『新版 現代会計学』では、会計を以下のように定義しています。
会計は,これらの経済主体が営む経済活動(資金の調達建物の購入など)およびこれに関連して発生する経済事象(建物の焼失,機械の損耗,商品の破損・値下りなど)について,主として貨幣額で測定・記録・報告する行為である
会計の定義のなかに「経済主体」という言葉が登場することに注目しましょう。
同書には「経済活動を営む主体を経済主体といい」とあり、この経済活動こそが会計報告の対象となるものですから、経済主体は会計における重要な概念と言えます。
マテシッチによる会計の基本的仮定やRenesの公理にも、経済主体の存在が会計の前提になっています。
経済主体は会計の「適用範囲」を左右するファクターでもあります。
通常、企業の取引には相手方、つまり異なる経済主体が存在し、その相手方との取引を一定の会計規則に当てはめて仕訳を行い、報告します。

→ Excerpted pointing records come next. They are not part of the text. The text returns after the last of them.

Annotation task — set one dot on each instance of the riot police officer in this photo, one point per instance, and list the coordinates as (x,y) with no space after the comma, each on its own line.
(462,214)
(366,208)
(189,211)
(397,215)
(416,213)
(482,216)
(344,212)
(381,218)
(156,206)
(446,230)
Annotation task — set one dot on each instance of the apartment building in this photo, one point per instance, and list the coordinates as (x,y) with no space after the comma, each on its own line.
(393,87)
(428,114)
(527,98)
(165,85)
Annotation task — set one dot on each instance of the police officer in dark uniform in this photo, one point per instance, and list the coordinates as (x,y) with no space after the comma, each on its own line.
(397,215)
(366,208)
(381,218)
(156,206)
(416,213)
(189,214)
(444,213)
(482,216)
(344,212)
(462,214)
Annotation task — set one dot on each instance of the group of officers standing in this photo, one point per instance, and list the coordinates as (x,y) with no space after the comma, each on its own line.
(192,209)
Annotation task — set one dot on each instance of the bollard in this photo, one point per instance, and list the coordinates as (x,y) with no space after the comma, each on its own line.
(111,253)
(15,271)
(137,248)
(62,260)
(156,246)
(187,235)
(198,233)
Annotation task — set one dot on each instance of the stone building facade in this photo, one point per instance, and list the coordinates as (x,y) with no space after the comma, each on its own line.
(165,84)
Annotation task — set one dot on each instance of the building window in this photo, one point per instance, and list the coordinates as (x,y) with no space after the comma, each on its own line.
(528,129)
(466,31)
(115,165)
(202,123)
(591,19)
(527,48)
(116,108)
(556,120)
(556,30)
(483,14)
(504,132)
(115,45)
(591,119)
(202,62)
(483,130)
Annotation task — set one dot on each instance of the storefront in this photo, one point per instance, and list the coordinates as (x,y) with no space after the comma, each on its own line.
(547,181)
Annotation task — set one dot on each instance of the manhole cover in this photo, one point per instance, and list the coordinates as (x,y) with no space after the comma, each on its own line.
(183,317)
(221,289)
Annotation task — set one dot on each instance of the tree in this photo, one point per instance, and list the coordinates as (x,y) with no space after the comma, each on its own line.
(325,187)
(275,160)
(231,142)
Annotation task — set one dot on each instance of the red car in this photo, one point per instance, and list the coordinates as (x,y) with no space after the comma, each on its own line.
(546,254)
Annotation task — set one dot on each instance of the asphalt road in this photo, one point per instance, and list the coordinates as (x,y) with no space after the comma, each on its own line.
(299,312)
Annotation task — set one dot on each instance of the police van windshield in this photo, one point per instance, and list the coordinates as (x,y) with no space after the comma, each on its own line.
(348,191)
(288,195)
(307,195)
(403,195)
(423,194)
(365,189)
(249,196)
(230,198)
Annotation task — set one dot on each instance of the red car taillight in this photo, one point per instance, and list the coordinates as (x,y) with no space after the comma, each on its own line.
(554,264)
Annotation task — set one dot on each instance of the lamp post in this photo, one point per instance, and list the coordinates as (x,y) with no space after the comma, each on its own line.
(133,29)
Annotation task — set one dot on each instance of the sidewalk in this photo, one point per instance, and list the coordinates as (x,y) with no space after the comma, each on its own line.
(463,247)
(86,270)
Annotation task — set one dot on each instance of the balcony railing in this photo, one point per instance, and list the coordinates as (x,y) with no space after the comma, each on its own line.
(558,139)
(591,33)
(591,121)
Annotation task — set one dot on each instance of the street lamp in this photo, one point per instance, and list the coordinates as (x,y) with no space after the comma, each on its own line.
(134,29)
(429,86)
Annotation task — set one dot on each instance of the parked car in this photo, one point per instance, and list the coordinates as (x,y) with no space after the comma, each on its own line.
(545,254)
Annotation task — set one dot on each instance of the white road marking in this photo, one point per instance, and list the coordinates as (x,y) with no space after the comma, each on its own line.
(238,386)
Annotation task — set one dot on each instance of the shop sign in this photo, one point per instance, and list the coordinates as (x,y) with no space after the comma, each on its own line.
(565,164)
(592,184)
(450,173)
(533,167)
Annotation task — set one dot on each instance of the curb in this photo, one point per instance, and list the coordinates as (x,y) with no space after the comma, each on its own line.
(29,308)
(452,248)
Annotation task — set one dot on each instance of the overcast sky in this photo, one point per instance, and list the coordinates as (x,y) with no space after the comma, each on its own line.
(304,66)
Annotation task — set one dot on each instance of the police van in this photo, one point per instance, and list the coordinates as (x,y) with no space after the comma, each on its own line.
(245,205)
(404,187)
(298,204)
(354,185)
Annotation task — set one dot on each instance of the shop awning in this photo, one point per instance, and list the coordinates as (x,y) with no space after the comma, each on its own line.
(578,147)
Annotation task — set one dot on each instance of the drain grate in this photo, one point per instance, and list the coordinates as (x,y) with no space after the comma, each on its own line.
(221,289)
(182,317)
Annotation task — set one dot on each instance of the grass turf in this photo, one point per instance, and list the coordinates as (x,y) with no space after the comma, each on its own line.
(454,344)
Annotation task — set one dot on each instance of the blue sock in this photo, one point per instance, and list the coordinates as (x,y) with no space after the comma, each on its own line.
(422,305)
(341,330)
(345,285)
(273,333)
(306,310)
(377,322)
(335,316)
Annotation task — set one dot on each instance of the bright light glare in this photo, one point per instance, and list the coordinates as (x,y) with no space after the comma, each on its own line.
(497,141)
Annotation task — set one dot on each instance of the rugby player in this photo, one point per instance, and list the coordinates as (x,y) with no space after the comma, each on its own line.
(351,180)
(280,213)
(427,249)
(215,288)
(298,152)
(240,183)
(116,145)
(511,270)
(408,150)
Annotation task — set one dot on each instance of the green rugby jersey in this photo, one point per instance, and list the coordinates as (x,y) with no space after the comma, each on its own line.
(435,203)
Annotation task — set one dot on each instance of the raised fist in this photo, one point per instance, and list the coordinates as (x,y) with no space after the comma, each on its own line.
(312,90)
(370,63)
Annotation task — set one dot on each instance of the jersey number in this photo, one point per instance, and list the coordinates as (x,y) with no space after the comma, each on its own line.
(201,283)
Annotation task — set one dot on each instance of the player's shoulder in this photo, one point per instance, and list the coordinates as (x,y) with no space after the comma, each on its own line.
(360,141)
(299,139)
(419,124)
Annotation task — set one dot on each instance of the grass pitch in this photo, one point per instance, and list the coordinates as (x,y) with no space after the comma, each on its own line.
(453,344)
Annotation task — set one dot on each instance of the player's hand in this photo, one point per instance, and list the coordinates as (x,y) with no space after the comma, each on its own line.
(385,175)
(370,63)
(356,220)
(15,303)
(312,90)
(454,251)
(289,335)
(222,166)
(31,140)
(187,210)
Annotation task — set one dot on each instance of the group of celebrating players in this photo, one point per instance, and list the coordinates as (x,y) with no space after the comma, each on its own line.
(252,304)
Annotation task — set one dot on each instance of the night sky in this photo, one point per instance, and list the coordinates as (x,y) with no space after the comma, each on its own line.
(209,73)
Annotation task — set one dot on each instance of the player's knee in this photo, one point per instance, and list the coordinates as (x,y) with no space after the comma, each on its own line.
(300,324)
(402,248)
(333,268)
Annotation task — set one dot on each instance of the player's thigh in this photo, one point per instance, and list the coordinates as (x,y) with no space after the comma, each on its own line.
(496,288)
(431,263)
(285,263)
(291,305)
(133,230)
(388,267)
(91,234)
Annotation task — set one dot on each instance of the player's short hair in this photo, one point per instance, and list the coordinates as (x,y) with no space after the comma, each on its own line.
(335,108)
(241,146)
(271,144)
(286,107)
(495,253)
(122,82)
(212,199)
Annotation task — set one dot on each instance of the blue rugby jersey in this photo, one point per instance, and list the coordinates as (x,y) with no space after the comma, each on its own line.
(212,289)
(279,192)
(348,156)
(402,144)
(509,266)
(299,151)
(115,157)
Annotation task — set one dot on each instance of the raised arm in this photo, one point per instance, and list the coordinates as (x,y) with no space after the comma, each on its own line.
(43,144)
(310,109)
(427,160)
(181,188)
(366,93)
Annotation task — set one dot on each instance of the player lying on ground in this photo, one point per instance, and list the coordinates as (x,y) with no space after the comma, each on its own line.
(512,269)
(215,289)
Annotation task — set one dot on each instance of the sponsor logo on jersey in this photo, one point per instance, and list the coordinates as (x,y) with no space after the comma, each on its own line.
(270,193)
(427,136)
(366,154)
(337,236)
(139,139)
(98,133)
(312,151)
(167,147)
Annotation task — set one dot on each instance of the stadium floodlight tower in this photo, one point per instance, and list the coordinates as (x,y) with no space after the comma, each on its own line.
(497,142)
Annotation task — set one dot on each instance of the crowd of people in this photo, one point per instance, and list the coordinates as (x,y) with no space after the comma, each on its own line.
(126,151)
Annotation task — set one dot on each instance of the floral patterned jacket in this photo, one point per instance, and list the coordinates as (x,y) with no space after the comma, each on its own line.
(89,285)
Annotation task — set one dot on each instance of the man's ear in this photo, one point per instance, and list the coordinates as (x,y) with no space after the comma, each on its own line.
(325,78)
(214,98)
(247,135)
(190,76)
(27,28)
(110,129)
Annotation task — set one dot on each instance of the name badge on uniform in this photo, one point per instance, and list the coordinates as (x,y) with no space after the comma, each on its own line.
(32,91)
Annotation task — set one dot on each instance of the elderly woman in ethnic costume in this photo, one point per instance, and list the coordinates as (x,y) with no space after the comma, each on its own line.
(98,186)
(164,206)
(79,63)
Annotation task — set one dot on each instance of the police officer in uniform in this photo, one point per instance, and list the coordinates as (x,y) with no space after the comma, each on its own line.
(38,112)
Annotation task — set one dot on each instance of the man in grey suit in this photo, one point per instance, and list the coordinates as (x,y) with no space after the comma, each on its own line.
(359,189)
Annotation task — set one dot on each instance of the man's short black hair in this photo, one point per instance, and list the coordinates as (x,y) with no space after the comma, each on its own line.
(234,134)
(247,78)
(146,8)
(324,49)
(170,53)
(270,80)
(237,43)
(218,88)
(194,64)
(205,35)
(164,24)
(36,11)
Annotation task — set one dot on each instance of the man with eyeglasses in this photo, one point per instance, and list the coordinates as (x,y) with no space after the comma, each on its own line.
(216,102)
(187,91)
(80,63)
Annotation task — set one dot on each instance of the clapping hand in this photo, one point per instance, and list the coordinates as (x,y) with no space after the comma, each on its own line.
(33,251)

一方、異なる経済主体間の取引であっても、それが連結グループ内の取引であれば、連結会計上の会計処理に影響しません。
このように、経済主体は会計の対象となる範囲を規定する役割を果たしています。これは自然科学における「系(system)」に近い概念です。
経済主体を考えるということは、会計モデルの系を考えるということ、なのかもしれません。